GitHub is darn convenient and there is a huge number of open source developers on it, which means more collaboration, which in turn means a better open source ecosystem. If little old Microsoft can get rid of that ideal, then we have bigger problems. If they manage to break GitHub (which is possible, of course) then users will flock elsewhere, and both projects and users will follow.
The beauty of
git is decentralization. GitHub is just another convenient location to keep a
remote. I don’t see it being any less convenient in the foreseeable future.
That said, I’d probably be really freaked out if Facebook had been the one acquiring this, then I would close my account, but that’s a different story
I’ve certainly never heard them called “little old Microsoft”, but if that’s how you feel, then by all means stay. Others will choose to go elsewhere. GitHub invented neither Git nor decentralization.

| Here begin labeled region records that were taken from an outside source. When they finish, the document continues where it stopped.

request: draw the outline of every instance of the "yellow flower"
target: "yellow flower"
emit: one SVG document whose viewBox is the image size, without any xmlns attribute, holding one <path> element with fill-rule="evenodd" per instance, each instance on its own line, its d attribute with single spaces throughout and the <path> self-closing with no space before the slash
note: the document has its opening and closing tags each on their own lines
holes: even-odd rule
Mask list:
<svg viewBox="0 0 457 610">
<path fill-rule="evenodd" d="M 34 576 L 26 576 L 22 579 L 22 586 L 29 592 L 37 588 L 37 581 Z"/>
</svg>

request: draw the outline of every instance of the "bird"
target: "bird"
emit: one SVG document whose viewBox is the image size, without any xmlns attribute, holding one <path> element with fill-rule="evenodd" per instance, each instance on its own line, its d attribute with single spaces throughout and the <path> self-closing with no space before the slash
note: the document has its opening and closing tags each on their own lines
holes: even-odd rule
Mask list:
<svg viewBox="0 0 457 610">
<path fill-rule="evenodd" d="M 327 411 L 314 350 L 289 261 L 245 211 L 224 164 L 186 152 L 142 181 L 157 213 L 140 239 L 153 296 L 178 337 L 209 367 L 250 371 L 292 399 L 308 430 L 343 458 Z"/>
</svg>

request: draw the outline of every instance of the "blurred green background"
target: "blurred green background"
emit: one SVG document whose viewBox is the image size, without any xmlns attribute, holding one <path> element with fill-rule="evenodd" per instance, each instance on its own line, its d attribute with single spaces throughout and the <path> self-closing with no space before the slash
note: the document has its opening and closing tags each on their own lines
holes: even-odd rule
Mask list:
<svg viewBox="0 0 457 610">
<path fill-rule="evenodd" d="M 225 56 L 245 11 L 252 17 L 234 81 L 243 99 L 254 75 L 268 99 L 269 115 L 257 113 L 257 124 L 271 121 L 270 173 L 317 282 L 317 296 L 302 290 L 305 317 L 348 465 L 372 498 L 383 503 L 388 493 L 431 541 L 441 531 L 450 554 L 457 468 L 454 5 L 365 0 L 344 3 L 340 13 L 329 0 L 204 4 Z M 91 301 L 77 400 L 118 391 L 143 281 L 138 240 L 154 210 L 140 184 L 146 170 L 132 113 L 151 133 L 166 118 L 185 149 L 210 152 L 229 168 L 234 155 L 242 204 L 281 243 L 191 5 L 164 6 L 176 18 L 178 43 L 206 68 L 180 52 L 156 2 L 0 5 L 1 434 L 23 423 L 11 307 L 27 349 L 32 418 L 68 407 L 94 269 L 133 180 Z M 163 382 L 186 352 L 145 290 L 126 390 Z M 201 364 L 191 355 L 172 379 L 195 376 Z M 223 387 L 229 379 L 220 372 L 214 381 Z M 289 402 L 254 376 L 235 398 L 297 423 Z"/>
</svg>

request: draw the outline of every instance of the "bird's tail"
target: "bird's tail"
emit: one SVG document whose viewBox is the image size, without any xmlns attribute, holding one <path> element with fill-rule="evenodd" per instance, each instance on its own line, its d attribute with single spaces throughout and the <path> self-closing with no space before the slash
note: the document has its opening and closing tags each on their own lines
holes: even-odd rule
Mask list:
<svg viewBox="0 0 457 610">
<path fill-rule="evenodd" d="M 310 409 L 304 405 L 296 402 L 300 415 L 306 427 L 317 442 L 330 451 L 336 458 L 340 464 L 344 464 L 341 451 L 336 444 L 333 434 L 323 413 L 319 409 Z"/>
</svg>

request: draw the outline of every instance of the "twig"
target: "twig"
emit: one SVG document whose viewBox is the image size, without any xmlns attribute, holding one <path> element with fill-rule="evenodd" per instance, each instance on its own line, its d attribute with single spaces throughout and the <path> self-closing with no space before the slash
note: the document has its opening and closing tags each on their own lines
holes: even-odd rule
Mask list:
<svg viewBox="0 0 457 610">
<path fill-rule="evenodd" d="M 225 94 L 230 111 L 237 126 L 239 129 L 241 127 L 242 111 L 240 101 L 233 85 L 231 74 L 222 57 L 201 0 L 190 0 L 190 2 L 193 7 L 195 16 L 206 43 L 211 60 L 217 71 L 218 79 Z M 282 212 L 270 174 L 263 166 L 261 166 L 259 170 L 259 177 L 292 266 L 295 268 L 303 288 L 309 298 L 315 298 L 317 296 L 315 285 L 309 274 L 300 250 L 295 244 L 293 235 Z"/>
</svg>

@telemaque - that’s a fair point, I guess I felt like calling them that because I feel the free software movement is much bigger than a company like Microsoft. For the larger portion of my career they seem to have existed, in my eyes, in a parallel plane to Linux and free software in general. I’ve never had to fight them, and it has always been easy to avoid their products.
Other companies, like Google and Facebook, for example, I feel like they get pushed down our throats whether we like it or not. When I got rid of my Facebook account years ago, I got a backlash of people contacting me concerned about me being “missing”. And I still cannot find suitable replacements for a handful of Google products. These two companies seem to be actively trying to make things worse.
But Microsoft? I just reformatted my disk, installed Linux, and no one even noticed. It just hasn’t been part of my life for so long that it really doesn’t bother me. In fact, lately (I guess with their current CEO), they have done plenty to cater to developers in general, and it seems pretty clear that when it comes to open source, it’s either embrace or die.
My apologies if I came off too rude. Maybe I’m just tired of everyone at work and elsewhere coming to me (y’know, the Linux guy) for the last two days asking me what I’m going to do with my life now that “evil M$” is taking over all of my code… meh.
I see what you mean, there are certainly other, more visible threats to Open Source and even open society. My problem with MS is that 1. I began my career in the mid 90’s and saw how bad tech beat good tech using an army of lawyers and advertising execs, and 2. I am deeply distrustful of their “embrace” of Open Source. They cannot keep us from using open source, but they CAN convince every business and government that their software and tools are the only safe and secure way to do business.
I’ve never been as adamant about Free Software as Richard Stallman, but maybe I’m on my way
Vkareh, you mention you are not locked into any Microsoft technology. For many years, I try not to be locked into Microsoft technology and certainly not pay Microsoft for their (bad) product, but that is extremely hard:
B.t.w. For me it’s not about having free software (I donate a small monthly amount to the Ubuntu Mate project), but about not wanting to pay for something bad, that I do not use, to a company that I think does not deserve it.